The biggest thing that irks me about such a work of pseudo-education as this is the ironic way it emulates the superstitions it describes. Throughout the documentary we’re treated to the now defunct beliefs of the time, such as bloodletting through leeches, or that black horses snorting near graves might signify a vampire is buried nearby. All of these superstitions and works of medical quackery were the results of inventive supposition and outright fabrication; exactly the same methods employed by the documentary which describes them. The logic behind this documentary belongs in the century that it struggles to describe. It is no better than the superstitious 18th Century villagers it makes light of.
The DVD release of this documentary is pretty bare bones, including only an advertisement for Smithsonian HD – which you are forced to watch before the main menu loads and not allowed to skip – if that counts as an extra, at all. There is also an extended advertisement for the channel under the main menu. Joy?

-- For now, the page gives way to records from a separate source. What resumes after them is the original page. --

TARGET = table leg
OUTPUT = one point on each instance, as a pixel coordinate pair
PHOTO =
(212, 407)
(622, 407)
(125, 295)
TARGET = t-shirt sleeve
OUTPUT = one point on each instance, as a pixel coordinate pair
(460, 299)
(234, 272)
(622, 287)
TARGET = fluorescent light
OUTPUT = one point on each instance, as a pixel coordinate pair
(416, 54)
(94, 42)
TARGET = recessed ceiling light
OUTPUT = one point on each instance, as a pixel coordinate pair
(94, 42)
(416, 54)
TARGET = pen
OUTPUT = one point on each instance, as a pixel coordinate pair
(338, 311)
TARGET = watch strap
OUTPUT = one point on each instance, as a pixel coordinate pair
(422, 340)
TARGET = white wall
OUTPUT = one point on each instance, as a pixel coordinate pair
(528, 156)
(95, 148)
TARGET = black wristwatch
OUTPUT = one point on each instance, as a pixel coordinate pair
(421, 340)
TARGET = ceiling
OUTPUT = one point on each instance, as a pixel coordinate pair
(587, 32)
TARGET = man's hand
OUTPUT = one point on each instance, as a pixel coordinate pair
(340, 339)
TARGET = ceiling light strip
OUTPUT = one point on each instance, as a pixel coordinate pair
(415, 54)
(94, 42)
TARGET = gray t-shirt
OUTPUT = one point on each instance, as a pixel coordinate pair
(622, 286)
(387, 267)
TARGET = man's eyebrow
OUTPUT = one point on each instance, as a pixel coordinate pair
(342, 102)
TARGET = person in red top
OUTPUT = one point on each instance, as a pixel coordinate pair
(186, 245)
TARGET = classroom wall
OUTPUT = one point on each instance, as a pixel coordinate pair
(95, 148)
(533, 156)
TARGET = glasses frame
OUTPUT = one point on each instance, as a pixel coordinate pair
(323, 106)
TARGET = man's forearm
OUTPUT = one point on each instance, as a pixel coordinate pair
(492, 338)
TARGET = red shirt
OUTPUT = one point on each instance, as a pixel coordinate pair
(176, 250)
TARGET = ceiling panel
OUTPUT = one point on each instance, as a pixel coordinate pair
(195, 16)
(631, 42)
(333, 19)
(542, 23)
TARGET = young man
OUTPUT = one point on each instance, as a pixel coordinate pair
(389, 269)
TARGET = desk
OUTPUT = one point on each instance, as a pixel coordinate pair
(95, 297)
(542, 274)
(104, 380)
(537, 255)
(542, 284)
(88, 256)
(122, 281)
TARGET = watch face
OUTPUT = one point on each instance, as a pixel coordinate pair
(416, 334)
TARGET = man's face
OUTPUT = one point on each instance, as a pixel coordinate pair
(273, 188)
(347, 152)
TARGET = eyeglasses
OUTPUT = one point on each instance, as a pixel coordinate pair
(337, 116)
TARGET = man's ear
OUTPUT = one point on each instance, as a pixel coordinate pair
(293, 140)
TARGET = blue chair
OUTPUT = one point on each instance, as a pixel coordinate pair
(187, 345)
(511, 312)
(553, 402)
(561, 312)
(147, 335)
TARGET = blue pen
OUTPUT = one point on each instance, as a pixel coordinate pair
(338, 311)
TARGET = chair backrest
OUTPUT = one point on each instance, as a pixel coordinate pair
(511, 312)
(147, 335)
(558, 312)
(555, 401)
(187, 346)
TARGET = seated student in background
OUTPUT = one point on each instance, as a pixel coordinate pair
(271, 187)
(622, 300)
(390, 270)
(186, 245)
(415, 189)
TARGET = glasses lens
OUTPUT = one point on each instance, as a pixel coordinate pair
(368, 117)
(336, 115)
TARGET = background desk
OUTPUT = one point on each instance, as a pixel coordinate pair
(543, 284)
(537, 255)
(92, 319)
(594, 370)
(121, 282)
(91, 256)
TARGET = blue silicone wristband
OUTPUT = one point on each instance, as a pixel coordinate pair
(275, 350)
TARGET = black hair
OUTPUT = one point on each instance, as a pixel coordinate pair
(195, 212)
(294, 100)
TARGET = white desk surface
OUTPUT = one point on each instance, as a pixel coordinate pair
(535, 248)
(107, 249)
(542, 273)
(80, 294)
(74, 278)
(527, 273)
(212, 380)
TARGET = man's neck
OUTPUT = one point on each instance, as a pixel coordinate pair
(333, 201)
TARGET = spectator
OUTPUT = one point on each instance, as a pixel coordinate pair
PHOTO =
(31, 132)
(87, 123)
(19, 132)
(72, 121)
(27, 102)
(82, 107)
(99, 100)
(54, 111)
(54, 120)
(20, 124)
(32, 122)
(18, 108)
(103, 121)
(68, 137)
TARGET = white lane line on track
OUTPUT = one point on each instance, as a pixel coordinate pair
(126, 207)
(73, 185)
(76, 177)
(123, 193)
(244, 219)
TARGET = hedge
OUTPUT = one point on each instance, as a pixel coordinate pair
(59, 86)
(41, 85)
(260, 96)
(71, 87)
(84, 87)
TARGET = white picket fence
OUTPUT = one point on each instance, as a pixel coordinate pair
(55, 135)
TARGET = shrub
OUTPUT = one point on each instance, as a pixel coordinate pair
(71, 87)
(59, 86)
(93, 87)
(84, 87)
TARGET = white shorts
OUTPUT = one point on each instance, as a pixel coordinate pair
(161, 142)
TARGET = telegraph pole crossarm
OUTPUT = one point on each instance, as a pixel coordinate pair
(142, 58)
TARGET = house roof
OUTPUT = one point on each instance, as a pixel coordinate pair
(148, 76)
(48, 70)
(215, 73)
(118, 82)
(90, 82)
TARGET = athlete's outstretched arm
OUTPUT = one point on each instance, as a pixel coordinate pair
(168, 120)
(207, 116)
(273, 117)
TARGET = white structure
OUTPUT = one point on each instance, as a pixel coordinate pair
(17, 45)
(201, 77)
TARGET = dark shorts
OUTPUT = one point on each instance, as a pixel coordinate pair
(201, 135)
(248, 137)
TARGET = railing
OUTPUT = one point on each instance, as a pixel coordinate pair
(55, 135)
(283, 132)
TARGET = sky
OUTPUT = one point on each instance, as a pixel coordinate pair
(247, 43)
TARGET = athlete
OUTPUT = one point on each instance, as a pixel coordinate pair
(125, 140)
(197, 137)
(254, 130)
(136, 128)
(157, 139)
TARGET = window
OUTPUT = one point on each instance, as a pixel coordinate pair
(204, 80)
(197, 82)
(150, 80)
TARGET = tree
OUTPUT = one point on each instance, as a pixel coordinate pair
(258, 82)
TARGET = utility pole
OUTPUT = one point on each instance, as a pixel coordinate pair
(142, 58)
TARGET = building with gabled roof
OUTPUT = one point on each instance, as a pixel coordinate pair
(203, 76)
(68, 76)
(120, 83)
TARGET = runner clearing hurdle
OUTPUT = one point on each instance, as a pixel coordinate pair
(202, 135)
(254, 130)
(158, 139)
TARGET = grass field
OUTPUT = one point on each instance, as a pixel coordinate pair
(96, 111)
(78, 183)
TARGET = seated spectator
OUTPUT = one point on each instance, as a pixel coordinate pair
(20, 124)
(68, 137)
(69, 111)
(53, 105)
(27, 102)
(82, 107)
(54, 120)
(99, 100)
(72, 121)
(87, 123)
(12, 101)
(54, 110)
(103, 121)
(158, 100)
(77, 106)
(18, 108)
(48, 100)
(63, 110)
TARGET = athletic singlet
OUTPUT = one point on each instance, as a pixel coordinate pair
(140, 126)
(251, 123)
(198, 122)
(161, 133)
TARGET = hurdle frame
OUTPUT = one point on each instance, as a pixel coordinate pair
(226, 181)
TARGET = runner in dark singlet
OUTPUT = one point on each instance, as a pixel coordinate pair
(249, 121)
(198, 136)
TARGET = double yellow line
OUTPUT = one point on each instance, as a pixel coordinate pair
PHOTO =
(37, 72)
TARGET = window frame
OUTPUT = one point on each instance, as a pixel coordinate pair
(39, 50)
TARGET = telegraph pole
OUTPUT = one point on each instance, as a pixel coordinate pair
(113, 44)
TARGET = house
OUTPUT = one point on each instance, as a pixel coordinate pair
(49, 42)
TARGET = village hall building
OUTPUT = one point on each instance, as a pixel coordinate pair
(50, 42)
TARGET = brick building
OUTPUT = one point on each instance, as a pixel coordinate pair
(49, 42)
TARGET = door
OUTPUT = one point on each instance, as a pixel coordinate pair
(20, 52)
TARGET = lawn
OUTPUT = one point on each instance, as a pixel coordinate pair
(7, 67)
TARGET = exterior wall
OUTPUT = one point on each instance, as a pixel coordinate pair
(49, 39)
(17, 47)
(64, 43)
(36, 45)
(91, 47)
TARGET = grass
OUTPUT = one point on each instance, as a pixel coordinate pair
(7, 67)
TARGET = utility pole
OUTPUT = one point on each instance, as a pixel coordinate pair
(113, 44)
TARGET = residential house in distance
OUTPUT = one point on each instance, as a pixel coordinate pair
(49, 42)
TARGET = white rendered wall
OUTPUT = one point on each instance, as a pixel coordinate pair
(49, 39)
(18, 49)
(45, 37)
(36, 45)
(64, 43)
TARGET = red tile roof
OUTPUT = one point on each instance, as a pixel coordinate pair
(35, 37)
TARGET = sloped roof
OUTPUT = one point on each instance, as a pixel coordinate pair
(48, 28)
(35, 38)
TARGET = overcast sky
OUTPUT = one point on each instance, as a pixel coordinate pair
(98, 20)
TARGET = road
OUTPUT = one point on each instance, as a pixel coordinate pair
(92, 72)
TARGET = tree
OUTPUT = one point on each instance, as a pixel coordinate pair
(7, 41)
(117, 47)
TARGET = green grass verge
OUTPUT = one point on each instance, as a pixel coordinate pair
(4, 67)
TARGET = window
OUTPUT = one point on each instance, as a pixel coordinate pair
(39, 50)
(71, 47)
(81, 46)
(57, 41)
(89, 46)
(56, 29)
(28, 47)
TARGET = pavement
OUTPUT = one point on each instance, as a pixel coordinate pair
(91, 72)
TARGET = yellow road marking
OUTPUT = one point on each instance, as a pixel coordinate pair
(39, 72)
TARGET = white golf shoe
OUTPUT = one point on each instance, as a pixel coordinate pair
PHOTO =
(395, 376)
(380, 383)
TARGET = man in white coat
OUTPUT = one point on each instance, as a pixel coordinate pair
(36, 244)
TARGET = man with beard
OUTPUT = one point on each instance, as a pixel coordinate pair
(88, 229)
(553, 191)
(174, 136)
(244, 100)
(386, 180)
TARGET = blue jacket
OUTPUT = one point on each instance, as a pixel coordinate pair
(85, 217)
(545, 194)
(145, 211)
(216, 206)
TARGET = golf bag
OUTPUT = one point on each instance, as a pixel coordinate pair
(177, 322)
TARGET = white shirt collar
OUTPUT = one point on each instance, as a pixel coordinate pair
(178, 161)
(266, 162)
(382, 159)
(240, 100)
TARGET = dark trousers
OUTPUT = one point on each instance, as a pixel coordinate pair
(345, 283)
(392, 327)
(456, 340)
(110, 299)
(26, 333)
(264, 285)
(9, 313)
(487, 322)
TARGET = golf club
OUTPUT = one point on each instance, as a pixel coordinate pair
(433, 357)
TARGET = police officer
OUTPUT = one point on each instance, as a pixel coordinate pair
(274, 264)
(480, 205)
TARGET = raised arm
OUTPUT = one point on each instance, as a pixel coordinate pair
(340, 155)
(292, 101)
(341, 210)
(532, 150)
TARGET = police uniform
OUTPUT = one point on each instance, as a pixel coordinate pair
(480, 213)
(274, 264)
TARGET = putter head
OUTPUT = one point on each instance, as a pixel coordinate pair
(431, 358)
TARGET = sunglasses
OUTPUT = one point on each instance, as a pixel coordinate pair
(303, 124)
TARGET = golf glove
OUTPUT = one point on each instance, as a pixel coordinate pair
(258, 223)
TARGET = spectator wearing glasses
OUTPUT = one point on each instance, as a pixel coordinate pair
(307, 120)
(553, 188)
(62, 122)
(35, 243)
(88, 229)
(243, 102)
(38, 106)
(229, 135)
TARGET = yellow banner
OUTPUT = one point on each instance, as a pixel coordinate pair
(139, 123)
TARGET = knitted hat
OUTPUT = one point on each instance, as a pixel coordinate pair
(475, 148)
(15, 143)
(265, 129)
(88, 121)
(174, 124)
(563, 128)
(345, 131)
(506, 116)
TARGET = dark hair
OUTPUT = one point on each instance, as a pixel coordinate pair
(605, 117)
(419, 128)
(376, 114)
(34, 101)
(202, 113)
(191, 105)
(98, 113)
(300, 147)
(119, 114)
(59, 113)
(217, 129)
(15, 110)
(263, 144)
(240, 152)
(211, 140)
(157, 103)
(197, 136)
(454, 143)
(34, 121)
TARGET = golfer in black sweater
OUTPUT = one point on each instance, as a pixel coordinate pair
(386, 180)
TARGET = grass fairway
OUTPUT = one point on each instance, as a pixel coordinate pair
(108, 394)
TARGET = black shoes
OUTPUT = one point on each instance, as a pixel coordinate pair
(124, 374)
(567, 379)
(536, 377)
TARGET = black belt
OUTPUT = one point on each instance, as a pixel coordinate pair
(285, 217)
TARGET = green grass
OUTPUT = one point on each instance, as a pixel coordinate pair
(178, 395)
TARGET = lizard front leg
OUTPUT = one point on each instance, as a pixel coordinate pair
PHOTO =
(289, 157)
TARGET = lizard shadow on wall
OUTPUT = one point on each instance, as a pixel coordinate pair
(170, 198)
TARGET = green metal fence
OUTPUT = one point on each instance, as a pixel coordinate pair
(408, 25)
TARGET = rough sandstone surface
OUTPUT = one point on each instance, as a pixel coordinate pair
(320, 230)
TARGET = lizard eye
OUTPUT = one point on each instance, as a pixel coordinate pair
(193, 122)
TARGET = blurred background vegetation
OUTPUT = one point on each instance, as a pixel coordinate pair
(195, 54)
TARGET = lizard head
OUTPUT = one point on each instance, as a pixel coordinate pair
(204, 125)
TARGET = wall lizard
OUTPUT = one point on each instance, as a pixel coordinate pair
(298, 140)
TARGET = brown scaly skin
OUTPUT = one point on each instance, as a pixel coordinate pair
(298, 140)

Struggling past the obnoxious supposition that drives the documentary, it’s at least a bit of fun. If you don’t take it seriously, and understand it’s mostly hooey, then you might find yourself amused for an hour. I wasn’t quite able to do that. I can’t help but wish the thing just went for straight fiction, instead of pretending to be a true academic study. It’s not a badly put together documentary; at least for everything besides the logic which drives it.